Fresh cucumber imparts a refreshingly crisp coolness to any dish.
Credit: Photo: Randy Mayor

SEASON: Cucumbers are available year-round but peak in summer.

CHOOSING: When it comes to cucumbers, bigger isn’t always better. The ideal size depends on the type. The long, so-called burpless cucumber grown in gardens and greenhouses has thin skin and no seeds. Its delicate flavor is good even when it is 12 to 18 inches long. Choose slicing cucumbers that are 6 to 8 inches long. Those for pickling are best when small, about 3 to 4 inches long. In general, avoid cucumbers that appear bloated and are turning from green to yellow (except lemon cucumbers, which are supposed to look that way). Yellowing is typically a sign that the seeds are maturing and the cucumber’s best days are over. If in doubt, select the smallest of the type for optimum flavor and quality.

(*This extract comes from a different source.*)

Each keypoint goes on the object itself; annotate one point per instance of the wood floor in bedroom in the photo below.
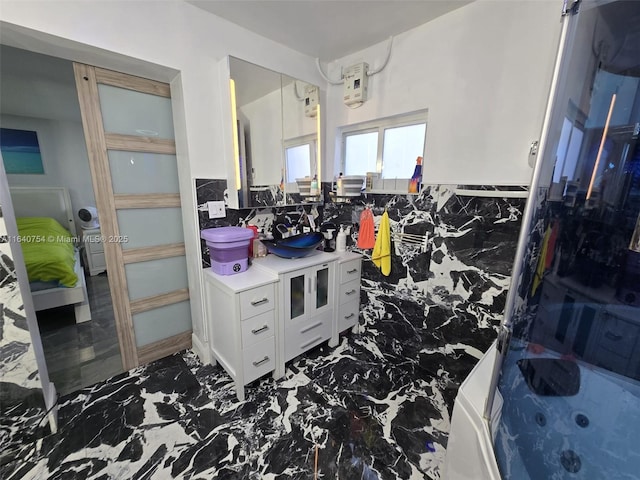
(79, 355)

STORING: Once picked, cucumbers lose moisture, which is why supermarket cukes are waxed or individually wrapped in plastic. Keep garden-fresh cucumbers crisp by placing them in a produce bag in the vegetable bin of your refrigerator. They’ll hold for about a week.

GROWING: Cucumbers are rambling vines that need a cage, tepee, or A-frame trellis to lift the developing plants off the ground. Good choices include Straight Eight, Diva, Suyo Long, and Lemon. Those who have small gardens or grow in containers will enjoy the more compact-growing Salad Bush hybrid, Bush Slicer, or the aptly named Spacemaster.

Plant cucumber seeds or transplants in spring no sooner than two weeks after the last frost. The air should be warm, but it is also a good idea to give the soil time to lose that winter chill.

Prepare the soil by adding organic materials such as bagged garden soil or compost. Create small mounds of loose, rich soil that measure 12 to 18 inches across. Plant four to five seeds or two to three transplants along the outer edge of each little hill. Allow about 4 feet between hills.

When seeds germinate, remove all but the strongest three plants. Guide the young vines onto their support, and then they’ll grab on as they grow. If you’re growing bush-type varieties, be sure to mulch the soil with pine needles or wheat straw to keep the developing cucumbers clean. Use clippers to harvest rather than pulling so as to avoid damaging vines.